Let's say a man notices that when he is alone with a woman he is
attracted to, he finds that his mouth gets dry, he sweats, and tightens up. At one
level of ego development he says "I'm feeling shy." But at another level of ego
development another man thinks he is a victim of sorcery. He thinks that
women have a strange power over him. He doesn't have to feel weak and
inadequate. He thinks it's brave of him to be around women at all, especially
since you can never tell when they are menstruating.

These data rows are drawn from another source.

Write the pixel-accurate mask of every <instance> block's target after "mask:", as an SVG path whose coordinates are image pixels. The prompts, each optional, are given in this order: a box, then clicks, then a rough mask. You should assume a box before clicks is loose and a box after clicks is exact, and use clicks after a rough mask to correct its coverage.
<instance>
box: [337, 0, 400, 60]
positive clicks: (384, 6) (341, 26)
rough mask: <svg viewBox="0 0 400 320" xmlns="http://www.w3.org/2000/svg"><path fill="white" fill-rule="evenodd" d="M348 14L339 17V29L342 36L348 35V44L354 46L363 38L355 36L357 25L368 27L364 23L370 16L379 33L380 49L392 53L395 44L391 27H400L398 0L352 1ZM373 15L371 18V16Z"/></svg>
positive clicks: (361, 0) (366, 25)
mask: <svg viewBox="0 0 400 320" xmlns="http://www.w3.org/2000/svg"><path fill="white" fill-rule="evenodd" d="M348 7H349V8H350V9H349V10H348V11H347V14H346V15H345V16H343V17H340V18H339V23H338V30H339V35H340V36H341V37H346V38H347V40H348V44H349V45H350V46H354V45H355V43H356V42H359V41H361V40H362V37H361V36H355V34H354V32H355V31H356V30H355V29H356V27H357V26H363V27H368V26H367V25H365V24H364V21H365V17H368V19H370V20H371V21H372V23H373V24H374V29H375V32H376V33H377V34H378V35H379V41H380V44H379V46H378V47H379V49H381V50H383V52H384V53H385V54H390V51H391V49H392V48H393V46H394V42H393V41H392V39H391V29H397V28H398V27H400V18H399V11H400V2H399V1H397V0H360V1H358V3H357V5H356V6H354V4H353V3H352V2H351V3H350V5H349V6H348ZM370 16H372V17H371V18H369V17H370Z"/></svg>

Does it help to say that these men who are afraid of sorcery are
repressing their fear of women? And if the repression is lifted they would be in
touch with their fear? Such an idea overlooks the centuries of conceptual and
linguistic development it has taken to make the idea of shyness available. The
whole idea that one can be psychologically threatened by the opposite sex is a
recent acquisition and one that seems to be limited to literate Western
societies. To get to it we had to go through all kinds of denials and projections
(notions of witchcraft, demonical possession, and bodily vapors and poisons).